Open-Loop Control always involves good design such that congestion doesn’t occur. So while designing the system all possible causes of congestion and the remedy for each of them are to be incorporated before installation. Some of the concerned points are:

  • When to accept new traffic
  • When to discard packets
  • Which packet to discard
  • Making scheduling decisions at various points of the network.
  • Closed-Loop Control:

    Closed-Loop Control is always based on the concept of feedback from the network. It contains the following parts:
    i. Monitor the system to detect when and where congestion occurs.

    ii. Pass this information to the places where actions can be taken.

    iii. Adjust system operation to correct the problem.

    Quality of Service (QoS):

    With the increasing use of networks assuring the good Quality of Service (QoS) became another important requirement of networks. Four characteristics and parameters contribute to the quality of service are:
    1. Reliability
    2. Delay
    3. Jitter
    4. Bandwidth

    Techniques for Achieving Good QoS:

    A single technique can’t provide good quality of service, rather a combination of techniques is implemented by the system designers to get better QoS. Some of the techniques are given below:

    Over Provisioning:

    It is the easiest solution. A sufficient number of routers with sufficient capacity, buffer space and bandwidth are used in the network such that it can always provide good QoS. But it is an expensive solution.

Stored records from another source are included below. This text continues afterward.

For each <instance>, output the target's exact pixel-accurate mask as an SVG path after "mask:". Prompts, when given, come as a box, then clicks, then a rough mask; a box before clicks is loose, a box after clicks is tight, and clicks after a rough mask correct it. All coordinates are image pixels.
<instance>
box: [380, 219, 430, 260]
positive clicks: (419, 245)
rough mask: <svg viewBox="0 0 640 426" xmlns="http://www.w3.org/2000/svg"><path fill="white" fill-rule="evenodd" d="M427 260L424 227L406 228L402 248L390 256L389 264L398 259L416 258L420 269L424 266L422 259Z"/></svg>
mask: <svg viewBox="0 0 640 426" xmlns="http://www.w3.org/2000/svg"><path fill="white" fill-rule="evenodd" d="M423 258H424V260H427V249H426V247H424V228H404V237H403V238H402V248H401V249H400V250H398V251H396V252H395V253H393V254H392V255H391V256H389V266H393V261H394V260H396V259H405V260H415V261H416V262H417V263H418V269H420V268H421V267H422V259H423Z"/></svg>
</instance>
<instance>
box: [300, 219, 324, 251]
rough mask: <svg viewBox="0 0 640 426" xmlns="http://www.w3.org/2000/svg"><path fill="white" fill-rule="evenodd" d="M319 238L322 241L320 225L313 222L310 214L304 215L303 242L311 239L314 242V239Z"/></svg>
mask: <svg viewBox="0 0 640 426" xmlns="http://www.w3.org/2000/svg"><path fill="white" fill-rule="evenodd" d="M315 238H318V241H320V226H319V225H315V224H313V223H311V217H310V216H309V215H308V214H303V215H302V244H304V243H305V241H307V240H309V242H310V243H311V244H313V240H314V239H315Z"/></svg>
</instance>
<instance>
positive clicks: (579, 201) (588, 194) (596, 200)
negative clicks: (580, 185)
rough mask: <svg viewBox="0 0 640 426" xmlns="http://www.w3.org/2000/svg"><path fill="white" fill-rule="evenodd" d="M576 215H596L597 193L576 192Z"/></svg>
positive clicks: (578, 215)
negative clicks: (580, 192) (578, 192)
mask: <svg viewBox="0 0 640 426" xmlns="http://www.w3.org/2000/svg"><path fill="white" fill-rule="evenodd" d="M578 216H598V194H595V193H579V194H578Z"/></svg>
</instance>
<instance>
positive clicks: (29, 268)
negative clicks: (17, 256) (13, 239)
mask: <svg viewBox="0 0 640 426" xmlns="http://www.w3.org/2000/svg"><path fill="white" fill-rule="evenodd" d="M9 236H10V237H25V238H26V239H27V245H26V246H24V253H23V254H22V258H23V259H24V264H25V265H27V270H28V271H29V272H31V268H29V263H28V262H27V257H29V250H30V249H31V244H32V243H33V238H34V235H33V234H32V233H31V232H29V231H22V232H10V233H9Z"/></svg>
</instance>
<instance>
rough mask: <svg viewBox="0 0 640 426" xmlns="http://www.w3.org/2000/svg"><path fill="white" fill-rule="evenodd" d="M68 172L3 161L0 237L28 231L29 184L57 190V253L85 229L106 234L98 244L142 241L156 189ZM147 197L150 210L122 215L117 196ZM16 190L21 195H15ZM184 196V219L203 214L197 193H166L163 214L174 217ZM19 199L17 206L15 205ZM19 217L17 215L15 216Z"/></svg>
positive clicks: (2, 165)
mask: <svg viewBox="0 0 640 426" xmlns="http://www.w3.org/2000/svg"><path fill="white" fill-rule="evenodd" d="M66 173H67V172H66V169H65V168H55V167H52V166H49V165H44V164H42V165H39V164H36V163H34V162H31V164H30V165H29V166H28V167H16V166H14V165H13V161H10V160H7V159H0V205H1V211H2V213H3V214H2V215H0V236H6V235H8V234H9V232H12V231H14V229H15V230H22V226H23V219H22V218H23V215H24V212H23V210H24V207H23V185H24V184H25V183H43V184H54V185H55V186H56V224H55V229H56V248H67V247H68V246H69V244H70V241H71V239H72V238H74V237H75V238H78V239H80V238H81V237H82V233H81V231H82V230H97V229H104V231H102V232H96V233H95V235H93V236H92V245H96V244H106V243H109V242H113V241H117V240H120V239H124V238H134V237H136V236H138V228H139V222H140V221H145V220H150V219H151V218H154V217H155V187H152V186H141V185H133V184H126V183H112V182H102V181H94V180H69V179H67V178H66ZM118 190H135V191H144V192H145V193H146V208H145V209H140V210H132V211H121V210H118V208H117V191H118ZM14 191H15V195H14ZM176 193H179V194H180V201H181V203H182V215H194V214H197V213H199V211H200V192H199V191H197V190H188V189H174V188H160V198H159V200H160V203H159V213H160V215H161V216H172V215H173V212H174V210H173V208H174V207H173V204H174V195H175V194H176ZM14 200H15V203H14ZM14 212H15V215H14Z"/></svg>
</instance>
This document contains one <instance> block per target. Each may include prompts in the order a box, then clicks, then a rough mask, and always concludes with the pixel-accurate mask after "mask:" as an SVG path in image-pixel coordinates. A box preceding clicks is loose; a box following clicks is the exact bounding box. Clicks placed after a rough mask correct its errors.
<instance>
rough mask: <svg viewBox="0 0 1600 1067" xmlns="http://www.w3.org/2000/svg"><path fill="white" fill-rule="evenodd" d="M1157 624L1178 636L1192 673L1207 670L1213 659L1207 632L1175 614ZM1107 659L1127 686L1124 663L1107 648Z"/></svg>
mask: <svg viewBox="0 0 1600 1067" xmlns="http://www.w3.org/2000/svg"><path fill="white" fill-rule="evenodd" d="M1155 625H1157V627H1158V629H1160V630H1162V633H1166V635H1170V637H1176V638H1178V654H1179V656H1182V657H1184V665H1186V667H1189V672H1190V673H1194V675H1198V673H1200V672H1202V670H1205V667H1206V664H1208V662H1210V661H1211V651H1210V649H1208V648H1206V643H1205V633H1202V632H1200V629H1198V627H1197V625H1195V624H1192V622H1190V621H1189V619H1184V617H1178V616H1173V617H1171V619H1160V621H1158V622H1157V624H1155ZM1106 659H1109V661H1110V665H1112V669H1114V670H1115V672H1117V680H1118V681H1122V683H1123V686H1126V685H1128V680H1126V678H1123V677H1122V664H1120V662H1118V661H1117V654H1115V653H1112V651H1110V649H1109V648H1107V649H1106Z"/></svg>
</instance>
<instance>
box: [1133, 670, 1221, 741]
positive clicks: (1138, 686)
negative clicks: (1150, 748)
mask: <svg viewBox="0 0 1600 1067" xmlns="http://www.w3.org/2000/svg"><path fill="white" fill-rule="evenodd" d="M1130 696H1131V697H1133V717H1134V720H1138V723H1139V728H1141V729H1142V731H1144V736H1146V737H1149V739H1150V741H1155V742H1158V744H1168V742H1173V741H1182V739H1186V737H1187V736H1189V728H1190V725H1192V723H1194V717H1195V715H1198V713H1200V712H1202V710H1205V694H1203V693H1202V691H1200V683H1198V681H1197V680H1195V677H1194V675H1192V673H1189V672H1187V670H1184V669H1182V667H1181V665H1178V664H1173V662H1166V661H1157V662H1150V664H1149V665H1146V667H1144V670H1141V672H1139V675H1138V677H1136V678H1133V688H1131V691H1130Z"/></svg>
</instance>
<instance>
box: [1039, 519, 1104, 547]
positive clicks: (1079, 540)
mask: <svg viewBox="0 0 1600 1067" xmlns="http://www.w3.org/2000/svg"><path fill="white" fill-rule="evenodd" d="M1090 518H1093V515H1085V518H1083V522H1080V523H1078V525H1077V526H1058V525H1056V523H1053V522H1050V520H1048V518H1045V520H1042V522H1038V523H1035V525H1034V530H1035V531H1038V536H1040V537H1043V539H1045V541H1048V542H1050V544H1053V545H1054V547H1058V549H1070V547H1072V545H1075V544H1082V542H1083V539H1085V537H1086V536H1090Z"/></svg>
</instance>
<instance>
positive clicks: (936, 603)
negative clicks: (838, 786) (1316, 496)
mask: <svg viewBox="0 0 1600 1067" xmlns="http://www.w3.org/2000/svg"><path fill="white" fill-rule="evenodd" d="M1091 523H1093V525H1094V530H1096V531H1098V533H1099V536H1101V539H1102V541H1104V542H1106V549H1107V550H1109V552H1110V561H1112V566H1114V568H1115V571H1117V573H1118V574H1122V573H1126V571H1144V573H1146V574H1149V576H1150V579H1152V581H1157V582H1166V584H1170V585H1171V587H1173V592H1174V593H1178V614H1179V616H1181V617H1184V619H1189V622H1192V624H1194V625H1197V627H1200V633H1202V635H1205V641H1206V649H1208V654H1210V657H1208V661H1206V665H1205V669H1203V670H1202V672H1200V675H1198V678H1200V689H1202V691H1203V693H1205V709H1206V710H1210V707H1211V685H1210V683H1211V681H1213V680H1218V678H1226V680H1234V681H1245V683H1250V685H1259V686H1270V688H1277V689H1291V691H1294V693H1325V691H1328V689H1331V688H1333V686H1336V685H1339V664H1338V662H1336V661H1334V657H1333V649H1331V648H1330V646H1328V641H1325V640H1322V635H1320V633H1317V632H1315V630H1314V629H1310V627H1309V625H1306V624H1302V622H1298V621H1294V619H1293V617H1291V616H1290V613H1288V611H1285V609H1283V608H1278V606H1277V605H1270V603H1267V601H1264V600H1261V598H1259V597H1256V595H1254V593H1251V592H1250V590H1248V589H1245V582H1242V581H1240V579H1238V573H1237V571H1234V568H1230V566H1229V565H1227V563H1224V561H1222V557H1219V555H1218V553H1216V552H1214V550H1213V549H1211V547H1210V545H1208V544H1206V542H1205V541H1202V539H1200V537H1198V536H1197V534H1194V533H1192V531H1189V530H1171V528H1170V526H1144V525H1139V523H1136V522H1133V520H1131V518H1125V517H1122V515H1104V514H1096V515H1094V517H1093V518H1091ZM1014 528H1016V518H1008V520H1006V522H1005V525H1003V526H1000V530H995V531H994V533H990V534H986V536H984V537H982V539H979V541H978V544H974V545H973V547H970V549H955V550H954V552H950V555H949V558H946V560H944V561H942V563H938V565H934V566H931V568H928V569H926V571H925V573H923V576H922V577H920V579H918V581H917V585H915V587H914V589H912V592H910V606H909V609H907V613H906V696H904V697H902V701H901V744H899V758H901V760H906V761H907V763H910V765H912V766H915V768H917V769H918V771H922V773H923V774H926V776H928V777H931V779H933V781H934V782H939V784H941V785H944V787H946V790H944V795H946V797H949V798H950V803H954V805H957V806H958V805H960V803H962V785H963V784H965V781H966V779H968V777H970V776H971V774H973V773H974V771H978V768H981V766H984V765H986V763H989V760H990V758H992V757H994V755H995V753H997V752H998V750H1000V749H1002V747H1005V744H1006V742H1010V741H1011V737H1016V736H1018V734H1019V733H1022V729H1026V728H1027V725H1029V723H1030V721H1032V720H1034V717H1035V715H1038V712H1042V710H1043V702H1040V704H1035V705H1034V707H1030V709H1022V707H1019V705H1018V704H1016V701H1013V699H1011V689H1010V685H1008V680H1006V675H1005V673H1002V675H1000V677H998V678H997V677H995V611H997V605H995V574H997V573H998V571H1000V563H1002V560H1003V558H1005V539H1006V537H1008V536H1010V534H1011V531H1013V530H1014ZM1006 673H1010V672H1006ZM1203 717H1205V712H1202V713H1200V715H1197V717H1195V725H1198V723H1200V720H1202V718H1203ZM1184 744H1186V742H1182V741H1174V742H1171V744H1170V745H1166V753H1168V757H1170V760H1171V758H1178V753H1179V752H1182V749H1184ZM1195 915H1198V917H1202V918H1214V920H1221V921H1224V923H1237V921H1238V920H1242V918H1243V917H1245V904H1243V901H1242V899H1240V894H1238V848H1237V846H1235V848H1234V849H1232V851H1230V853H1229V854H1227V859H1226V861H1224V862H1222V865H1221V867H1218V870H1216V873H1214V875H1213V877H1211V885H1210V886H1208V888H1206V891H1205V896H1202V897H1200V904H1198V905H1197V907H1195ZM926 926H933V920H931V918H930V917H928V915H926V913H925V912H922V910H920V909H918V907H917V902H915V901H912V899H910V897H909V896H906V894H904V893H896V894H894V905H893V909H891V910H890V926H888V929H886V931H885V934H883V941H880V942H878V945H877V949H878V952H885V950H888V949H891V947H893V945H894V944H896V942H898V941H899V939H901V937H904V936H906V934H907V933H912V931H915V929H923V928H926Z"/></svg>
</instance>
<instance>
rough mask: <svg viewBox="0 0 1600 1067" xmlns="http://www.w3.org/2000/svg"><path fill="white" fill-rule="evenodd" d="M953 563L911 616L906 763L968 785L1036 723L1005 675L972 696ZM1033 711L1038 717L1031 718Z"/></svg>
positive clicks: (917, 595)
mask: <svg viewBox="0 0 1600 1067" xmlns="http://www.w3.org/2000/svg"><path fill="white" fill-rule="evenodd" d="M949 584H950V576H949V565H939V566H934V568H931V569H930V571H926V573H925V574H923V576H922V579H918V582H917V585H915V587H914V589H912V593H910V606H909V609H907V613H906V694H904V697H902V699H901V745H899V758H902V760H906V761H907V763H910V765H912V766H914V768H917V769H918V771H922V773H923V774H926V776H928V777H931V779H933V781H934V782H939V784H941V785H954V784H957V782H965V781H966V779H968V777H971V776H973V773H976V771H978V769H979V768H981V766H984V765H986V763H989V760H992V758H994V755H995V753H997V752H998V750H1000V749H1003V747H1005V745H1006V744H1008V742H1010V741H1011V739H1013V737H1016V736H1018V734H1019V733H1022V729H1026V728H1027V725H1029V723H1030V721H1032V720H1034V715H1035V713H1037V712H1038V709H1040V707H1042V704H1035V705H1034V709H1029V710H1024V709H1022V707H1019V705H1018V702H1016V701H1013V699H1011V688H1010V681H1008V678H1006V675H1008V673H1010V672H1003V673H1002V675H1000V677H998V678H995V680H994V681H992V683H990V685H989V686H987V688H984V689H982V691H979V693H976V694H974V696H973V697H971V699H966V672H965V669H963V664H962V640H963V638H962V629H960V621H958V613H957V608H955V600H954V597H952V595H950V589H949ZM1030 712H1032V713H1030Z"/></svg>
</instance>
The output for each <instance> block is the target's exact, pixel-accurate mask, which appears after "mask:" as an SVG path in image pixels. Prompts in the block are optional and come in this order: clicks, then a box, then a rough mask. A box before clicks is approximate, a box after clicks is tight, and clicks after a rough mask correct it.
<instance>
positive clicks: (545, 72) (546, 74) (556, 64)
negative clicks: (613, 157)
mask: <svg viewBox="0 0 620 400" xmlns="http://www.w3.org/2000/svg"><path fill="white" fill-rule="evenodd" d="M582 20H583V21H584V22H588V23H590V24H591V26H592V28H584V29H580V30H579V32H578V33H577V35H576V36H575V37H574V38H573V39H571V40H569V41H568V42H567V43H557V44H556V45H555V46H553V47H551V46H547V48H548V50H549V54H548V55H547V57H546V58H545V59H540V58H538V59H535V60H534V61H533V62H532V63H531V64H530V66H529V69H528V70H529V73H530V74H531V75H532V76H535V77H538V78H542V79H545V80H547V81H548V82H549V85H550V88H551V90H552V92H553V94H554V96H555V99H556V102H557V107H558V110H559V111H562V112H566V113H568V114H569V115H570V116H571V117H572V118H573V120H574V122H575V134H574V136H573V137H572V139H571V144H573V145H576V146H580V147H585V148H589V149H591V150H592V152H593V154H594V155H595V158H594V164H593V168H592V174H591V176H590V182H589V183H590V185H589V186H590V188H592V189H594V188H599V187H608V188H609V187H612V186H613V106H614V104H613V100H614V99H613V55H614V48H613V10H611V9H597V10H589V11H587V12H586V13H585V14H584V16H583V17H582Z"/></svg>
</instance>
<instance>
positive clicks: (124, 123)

    In this technique, packets are buffered before delivery. Packets deliver at regular intervals of time. This method doesn’t improve reliability and bandwidth but it increases the delay and improves jitter.

    Traffic Shaping:

    In the previous technique, hosts are designed to transmit at a uniform rate. But sometimes it’s not possible to meet regularity in transmission because of various reasons. Traffic shaping smoothens the traffic on the server side rather than on the client side. The steps are given below:

    1. Service level agreement is done between the user and subnet.
    2. As long as the user sends packets according to the agreed contract, the carrier promises to deliver them all in a timely fashion.
    3. It is highly important for real-time data transfer.
    4. Monitoring the traffic flow is called Traffic Policing.
    5. Leaky Bucket and Token Bucket Algorithm is used for traffic shaping.

    Resource Reservation:

    Traffic shaping improves the QoS but it maintains that some predefined path must be set before sending data packets. For a virtual-circuit connection, the path is set before data transfer and resources can be reserved for the specific circuit. Kinds of resources that can be preserved are :

    i. Bandwidth: High Bandwidth can handle a large data rate. So, it provides high bandwidth that will ensure good quality of service.
    ii. Buffer Space: High Buffer Space is reserved for accepting and temporarily storing packets such that traffic shaping can be done and good QoS is provided.
    iii. CPU Cycles: For timely processing of packets CPU cycles are also reserved thereby providing good QoS.